After extracting the link structure, we take the plain-text representation and pack it into appropriate Hadoop data structures. At the same time, we specify the source of the breadth-first search:

$ hadoop jar target/cloud9-X.Y.Z-fatjar.jar edu.umd.cloud9.example.bfs.EncodeBfsGraph \ -input enwiki-20121201.adj -output enwiki-20121201.bfs/iter0000 -src 12

We'll start from nodeid 12, Anarchism, which is the first full article in the dataset. The number of nodes in the link graph is stored in a counter and can be read either from the command line or from the jobtracker.

This handy program can be used to find all reachable nodes and print them in plain text:

$ hadoop jar target/cloud9-X.Y.Z-fatjar.jar edu.umd.cloud9.example.bfs.FindReachableNodes \ -input enwiki-20121201.bfs/iter0000 -output enwiki-20121201.bfs-reachable/iter0000

As a sanity check, we see that only the source node is reachable.

Now let's run one iteration of parallel breadth-first search:

$ hadoop jar target/cloud9-X.Y.Z-fatjar.jar edu.umd.cloud9.example.bfs.IterateBfs \ -input enwiki-20121201.bfs/iter0000 -output enwiki-20121201.bfs/iter0001 -num_partitions 10

The final argument is the number of partitions (ten in our case). We can pull out and examine the reachable nodes:

$ hadoop jar target/cloud9-X.Y.Z-fatjar.jar edu.umd.cloud9.example.bfs.FindReachableNodes \ -input enwiki-20121201.bfs/iter0001 -output enwiki-20121201.bfs-reachable/iter0001

Running more iterations, we'll get the following results:

Iteration |
Reachable nodes |

0 | 1 |

1 | 573 |

2 | 37,733 |

3 | 845,452 |

4 | 3,596,247 |

5 | 5,236,564 |

6 | 5,640,663 |

7 | 5,719,546 |

8 | 5,738,196 |

9 | 5,742,452 |

10 | 5,743,930 |

11 | 5,744,670 |

12 | 5,744,969 |

13 | 5,745,165 |

14 | 5,745,283 |

15 | 5,745,373 |

16 | 5,745,439 |

17 | 5,745,488 |

18 | 5,745,533 |

19 | 5,745,570 |

20 | 5,745,608 |

21 | 5,745,642 |

22 | 5,745,663 |

23 | 5,745,683 |

24 | 5,745,699 |

25 | 5,745,711 |

A few observations: only about 45% of Wikipedia pages are reachable, but the vast majority of reachable pages are only a few hops away.
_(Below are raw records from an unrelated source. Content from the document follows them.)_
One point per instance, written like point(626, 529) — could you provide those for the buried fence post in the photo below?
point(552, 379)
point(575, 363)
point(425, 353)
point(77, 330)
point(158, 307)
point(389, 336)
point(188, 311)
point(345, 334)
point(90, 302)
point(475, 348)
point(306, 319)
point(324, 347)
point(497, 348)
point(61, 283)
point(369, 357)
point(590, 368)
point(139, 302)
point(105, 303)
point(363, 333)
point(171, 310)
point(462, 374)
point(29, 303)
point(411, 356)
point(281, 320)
But why are there pages so far away? (The algorithm still had not converged at iteration 25, but I gave up trying.) To investigate, we can use a handy tool to extract pages that are at a specific distance (e.g., 25 hops away):

$ hadoop jar target/cloud9-X.Y.Z-fatjar.jar edu.umd.cloud9.example.bfs.FindNodeAtDistance \ -input enwiki-20121201.bfs/iter0025 -output enwiki-20121201.bfs-d/iter0025 -distance 25

As it turns out, there are really long chains of articles in Wikipedia. Here's an example:

- Lenart Praunsperger :: Jakob Stettenfelder :: Janez Lindauer :: Volk Meditsch :: Matevz Frang :: Jurij Tazel :: Anton Lantheri :: ...

What?! Digging around a bit, we find that Lenart Praunsperger was the mayor of Ljubljana (Solvenia) in 1506. His short bio page links to a page for each of his successors, each of whom have a short bio page.

Another example:

- List of peers 1060–1069 :: List of peers 1070–1079 :: List of peers 1080–1089 :: List of peers 1090–1099 :: ...

This goes on until the early 13th century... So, no, there isn't a bug in the code. Wikipedia is simply idiosyncratic.